Bacterial resistance to fluoroquinolones.

Abstract

Fluoroquinolones inhibit bacteria by interacting with the A subunit of DNA gyrase. Resistance to older agents such as nalidixic acid was due to mutations in the gyrA gene. Resistance to the new fluoroquinolones (e.g., norfloxacin, enoxacin, ofloxacin, pefloxacin, and ciprofloxacin) as a consequence of spontaneous single-step mutation occurs at a low frequency, less than 10(-9), and generally results in a 300-fold lower level of resistance than does the mutation to nalidixic acid resistance. High-level resistance to quinolones can be produced by serial exposure of bacteria to subinhibitory concentrations. Cross-resistance to all quinolones usually occurs. High-level resistance appears to be due to alterations in the A subunit of DNA gyrase and in a simultaneous alteration in permeability that probably is related to a loss of outer-membrane proteins.
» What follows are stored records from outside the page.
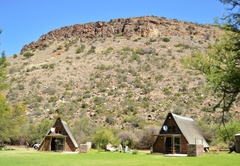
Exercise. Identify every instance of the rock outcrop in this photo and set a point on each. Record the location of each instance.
(147, 26)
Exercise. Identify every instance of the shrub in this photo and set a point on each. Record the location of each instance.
(139, 51)
(15, 56)
(28, 54)
(166, 39)
(110, 119)
(91, 50)
(80, 49)
(103, 137)
(59, 47)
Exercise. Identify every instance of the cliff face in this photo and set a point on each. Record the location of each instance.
(120, 73)
(151, 26)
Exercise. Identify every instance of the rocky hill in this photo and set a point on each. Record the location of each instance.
(123, 73)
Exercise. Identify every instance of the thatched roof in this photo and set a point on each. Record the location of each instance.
(69, 133)
(189, 130)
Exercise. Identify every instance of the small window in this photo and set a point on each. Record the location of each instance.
(171, 128)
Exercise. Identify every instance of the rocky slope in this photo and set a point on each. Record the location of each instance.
(125, 73)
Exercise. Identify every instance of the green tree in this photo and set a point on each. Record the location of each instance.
(221, 63)
(11, 117)
(103, 137)
(221, 68)
(228, 135)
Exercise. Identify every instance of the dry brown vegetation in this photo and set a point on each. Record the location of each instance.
(121, 80)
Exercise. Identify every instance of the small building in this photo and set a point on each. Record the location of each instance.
(59, 138)
(176, 134)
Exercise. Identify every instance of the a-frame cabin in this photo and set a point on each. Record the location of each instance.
(175, 135)
(59, 138)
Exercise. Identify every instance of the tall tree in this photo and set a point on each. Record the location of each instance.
(221, 64)
(11, 117)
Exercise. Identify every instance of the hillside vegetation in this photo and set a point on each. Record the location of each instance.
(123, 74)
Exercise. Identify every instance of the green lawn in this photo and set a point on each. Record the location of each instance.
(92, 158)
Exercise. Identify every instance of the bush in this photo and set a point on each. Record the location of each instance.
(80, 49)
(92, 50)
(103, 137)
(166, 39)
(59, 47)
(28, 54)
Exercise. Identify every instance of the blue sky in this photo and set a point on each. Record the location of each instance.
(24, 21)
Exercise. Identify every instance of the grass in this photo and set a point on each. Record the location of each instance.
(93, 157)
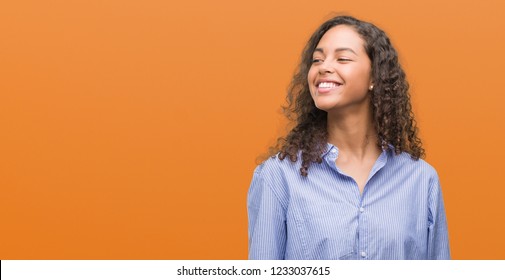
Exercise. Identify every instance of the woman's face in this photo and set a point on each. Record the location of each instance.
(339, 77)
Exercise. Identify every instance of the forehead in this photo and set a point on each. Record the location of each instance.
(341, 36)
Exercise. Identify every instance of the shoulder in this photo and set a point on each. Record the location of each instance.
(275, 171)
(405, 163)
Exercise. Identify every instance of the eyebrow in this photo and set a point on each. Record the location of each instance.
(336, 50)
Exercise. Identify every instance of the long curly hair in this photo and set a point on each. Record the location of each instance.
(393, 118)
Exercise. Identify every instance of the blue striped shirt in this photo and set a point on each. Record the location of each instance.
(399, 215)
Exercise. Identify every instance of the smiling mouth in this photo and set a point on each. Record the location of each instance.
(328, 85)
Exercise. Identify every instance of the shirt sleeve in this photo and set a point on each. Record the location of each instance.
(267, 221)
(438, 240)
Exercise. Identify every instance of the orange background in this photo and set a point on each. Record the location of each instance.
(130, 129)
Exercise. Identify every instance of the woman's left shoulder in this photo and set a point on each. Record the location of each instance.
(405, 161)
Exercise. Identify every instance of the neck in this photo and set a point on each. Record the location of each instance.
(353, 133)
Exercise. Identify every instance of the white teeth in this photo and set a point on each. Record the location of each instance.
(327, 85)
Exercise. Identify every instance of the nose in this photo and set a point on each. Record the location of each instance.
(326, 68)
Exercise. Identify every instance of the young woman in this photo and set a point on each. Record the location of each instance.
(347, 181)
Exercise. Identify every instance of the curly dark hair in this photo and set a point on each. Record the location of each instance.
(393, 118)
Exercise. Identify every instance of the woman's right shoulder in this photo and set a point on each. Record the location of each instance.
(275, 167)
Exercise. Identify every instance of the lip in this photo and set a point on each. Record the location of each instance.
(327, 90)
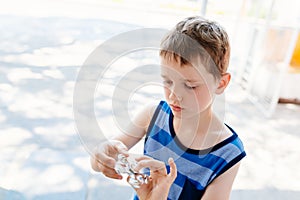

Organisms resistant to the new quinolones may also be resistant to other antibiotic classes, including beta-lactams. Clinical resistance to the new quinolones has been uncommon and has occurred most often among respiratory pathogens, particularly Pseudomonas aeruginosa from patients with cystic fibrosis and, less frequently, among strains of Serratia marcescens, P. aeruginosa, and Staphylococcus aureus from wound infections. Resistance of urinary or diarrheal isolates has been rare. So far, overall resistance of bacteria to quinolones has not emerged as a major problem, but--like resistance to all other antimicrobial classes--does occur in certain clinical settings.